Monthly industrial output declines
Industrial output in February grew 4.9 percent compared with a year earlier but fell 3.5 percent from January, the worst single-month decline in nine years.
This is the sharpest month-on-month fall since the 3.7 percent decline in February 2011 when the country was affected by a foot-and-mouth disease outbreak.
The mining and manufacturing industry’s output meanwhile grew 11.4 percent compared to a year ago. When compared with January, it fell 3.8 percent - the sharpest drop since December 2008.
And the average operating rate of the manufacturing industry sank to 70.7 percent, the lowest rate since March 2009.
The auto industry accounted for the lion’s share of that drop, with its worst monthly production decline in 13 years. The industry’s output sank 15.4 percent compared with February 2019 and nosedived by 27.8 percent compared with a month earlier.
The last time the industry’s output fell that sharply was in July 2006, when it plummeted 32 percent due to labor strikes.
Within the larger industrial picture, the auto industry’s performance largely offset a recent jump in semiconductor production.
Compared with a year ago, computer chips surged 46.6 percent in February.
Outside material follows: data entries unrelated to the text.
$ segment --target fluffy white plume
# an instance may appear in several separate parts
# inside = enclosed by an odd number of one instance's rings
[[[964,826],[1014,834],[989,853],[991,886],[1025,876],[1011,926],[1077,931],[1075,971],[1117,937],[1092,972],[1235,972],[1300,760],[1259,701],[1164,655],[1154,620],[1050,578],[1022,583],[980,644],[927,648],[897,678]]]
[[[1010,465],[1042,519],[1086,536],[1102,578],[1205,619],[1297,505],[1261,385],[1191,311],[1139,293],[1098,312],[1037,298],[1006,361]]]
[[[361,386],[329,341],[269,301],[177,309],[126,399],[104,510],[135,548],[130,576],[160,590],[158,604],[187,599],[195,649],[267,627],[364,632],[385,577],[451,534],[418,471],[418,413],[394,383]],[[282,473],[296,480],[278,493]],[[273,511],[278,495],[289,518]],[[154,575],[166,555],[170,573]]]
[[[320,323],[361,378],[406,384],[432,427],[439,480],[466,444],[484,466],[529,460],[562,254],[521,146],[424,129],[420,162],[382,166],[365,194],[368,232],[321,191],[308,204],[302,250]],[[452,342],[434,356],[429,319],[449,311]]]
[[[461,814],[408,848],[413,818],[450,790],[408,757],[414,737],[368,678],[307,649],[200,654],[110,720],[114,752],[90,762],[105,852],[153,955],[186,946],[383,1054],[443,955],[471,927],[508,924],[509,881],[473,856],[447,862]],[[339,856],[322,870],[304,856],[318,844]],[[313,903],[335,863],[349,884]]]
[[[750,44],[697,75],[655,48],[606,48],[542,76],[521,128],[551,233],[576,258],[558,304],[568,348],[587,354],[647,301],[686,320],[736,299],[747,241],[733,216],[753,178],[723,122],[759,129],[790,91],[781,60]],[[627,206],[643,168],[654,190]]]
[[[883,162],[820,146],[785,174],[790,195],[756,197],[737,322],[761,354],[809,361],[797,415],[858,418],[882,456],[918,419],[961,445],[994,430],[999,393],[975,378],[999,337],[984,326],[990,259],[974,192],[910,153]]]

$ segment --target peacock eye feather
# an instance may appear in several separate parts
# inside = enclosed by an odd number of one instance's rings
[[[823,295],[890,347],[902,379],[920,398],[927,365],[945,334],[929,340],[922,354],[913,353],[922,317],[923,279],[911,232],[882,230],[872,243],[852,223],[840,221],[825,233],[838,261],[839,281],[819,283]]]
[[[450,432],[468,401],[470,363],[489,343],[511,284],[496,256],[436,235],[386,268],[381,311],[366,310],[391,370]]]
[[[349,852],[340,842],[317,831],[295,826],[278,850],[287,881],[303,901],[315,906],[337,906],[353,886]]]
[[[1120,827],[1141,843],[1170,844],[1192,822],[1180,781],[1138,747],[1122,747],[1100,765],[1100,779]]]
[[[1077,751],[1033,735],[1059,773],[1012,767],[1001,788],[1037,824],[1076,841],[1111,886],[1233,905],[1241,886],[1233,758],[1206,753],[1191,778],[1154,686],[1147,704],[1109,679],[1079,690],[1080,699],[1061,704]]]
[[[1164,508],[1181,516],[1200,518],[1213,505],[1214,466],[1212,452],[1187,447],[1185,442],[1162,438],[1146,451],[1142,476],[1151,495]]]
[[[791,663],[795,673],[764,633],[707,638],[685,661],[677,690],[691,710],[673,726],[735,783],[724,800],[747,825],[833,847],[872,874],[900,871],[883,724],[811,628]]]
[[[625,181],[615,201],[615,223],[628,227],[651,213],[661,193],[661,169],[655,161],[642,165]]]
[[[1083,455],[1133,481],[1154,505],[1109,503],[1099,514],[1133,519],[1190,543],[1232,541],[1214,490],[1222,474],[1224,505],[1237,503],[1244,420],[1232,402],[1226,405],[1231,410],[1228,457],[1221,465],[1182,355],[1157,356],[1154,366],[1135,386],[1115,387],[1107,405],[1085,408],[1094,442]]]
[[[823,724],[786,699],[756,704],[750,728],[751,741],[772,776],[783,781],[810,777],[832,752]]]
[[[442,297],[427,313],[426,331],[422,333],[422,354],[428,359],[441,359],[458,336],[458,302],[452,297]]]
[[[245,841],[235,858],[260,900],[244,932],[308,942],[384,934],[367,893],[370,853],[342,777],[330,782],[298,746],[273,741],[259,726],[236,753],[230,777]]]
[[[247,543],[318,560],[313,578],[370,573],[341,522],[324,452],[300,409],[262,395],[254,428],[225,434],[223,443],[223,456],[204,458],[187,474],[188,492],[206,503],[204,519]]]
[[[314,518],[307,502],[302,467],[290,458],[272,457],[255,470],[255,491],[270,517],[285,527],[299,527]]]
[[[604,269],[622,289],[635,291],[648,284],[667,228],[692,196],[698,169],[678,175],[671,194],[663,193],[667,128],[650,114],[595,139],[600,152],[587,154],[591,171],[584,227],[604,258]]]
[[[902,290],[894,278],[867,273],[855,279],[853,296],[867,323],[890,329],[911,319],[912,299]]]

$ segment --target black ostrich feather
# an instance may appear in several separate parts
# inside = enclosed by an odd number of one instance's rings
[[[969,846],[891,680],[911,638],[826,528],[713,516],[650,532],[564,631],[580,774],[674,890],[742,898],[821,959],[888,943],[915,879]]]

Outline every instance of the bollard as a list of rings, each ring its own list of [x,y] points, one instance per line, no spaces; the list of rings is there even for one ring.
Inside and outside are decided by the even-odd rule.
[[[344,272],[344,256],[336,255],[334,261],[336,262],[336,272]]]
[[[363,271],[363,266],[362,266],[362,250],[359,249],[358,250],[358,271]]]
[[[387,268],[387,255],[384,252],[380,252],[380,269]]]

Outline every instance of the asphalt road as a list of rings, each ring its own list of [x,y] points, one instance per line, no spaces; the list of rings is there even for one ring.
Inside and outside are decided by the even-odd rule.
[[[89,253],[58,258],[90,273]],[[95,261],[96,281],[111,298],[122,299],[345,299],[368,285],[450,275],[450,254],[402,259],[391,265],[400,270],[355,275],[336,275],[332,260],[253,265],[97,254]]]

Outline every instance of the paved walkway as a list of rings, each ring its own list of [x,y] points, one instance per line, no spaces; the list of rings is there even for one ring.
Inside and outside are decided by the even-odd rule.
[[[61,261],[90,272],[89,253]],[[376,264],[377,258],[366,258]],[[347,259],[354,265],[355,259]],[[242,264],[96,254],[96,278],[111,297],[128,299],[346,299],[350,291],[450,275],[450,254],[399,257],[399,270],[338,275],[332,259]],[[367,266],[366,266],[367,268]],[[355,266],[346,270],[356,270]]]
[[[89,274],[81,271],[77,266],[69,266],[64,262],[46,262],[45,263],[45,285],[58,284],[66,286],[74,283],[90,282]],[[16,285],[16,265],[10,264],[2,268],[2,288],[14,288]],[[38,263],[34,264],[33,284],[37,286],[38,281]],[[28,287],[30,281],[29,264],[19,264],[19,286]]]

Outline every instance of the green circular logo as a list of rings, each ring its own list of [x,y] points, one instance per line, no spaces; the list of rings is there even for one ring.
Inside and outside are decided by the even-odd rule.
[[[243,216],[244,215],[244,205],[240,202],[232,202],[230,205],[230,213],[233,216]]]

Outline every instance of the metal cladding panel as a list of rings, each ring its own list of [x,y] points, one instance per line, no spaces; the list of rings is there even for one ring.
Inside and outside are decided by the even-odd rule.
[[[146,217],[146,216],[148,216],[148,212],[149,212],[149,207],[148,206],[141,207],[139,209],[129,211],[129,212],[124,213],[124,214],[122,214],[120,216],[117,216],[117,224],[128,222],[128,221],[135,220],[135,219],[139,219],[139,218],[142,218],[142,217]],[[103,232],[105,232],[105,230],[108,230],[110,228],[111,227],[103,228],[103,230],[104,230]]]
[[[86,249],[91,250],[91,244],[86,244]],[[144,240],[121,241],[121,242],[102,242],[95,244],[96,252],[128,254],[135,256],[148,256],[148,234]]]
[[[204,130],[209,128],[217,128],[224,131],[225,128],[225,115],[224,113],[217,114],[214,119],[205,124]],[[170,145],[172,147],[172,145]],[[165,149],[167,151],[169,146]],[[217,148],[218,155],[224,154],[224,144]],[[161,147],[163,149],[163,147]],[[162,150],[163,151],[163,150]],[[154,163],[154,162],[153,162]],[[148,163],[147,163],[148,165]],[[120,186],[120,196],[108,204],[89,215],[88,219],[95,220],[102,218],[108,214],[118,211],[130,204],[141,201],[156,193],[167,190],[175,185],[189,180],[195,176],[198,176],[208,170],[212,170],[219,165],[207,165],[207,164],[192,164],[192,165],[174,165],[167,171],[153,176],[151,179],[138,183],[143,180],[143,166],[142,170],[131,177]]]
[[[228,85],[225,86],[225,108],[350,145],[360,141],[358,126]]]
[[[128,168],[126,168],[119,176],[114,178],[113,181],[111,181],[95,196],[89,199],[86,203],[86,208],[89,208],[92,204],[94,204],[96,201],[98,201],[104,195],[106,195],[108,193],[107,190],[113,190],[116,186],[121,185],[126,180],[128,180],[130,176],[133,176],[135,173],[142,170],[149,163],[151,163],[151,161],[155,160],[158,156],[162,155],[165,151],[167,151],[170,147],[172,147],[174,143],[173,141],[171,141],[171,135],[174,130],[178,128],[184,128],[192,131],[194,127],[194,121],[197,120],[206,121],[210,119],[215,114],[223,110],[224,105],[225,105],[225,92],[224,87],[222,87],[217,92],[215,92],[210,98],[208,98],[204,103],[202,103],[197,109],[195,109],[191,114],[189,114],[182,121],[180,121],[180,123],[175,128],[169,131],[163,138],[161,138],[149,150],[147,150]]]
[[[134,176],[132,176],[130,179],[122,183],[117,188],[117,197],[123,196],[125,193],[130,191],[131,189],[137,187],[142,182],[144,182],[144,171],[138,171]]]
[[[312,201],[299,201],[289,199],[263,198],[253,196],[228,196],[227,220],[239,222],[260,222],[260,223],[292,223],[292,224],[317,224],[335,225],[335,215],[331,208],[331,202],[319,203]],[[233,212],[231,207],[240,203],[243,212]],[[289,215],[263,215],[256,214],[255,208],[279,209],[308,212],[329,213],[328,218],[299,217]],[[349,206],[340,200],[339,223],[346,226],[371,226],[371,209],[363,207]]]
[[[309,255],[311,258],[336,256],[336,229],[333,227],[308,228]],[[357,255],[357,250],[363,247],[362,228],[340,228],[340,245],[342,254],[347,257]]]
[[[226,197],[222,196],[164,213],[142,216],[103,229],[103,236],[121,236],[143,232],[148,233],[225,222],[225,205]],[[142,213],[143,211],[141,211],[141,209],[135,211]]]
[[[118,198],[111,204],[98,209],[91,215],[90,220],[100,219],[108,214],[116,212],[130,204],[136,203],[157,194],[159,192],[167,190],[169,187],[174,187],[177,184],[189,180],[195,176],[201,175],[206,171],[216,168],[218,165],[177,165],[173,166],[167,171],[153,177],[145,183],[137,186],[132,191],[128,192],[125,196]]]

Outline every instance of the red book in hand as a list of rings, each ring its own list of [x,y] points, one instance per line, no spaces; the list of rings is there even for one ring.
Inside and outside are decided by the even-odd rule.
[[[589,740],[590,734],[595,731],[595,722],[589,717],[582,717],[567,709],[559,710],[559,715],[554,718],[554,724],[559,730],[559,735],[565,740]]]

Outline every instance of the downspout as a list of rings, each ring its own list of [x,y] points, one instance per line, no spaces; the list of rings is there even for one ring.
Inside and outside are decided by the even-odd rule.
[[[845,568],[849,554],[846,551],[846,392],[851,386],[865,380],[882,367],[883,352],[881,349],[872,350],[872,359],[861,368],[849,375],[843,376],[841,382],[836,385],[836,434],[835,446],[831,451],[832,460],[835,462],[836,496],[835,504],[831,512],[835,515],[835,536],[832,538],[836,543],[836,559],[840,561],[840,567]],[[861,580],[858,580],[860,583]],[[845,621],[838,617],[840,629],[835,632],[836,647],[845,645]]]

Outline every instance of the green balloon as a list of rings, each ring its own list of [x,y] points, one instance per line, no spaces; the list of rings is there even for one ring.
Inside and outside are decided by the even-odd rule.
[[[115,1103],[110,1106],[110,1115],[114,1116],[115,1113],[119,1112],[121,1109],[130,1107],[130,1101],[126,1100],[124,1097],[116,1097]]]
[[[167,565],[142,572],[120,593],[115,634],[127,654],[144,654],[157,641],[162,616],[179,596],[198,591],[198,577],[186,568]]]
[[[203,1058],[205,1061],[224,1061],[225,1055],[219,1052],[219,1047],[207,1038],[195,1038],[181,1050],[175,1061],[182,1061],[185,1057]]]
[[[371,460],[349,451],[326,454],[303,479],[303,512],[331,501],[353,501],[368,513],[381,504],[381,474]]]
Production grew 3.1 percent compared with January.
“While semiconductor production increased, the automotive and the machinery equipment industries fell, as there were shortages from automotive parts supplies,” said Ahn Hyung-joon, an official at Statistics Korea.
The service industry grew 1.2 percent in February on year but fell 3.5 percent since January, the biggest single-month drop since the agency began compiling the data set in 2000.
While restaurants and bars were heavily affected by the Covid-19 outbreak, the lodging industry reported its biggest-ever decline.
“The lodging industry saw a 32.6 percent decline [on month],” said Ahn from the statistics agency. “That’s the biggest decline since the data has been compiled.”
Restaurants and bars were both down 15.9 percent from January.
The lodging and restaurant industries’ woes began after Chinese officials locked down Hubei Province, which at the time was the global epicenter of the virus outbreak.
But after Daegu became a hot spot for coronavirus infections, social distancing and reluctance by consumers to leave their homes pushed February’s consumer spending down 2.3 percent on year. Spending fell 6 percent from January, the biggest month-to-month drop since February 2011.
Duty-free businesses have also been hit hard. Spending at those stores tumbled 36.4 percent on year, while department stores followed with a 21.3 percent drop.
Facility investment, meanwhile, saw a sharp increase of 15.6 percent. But that largely owed to unusually low investment from a year ago. When compared to January, it fell 4.8 percent.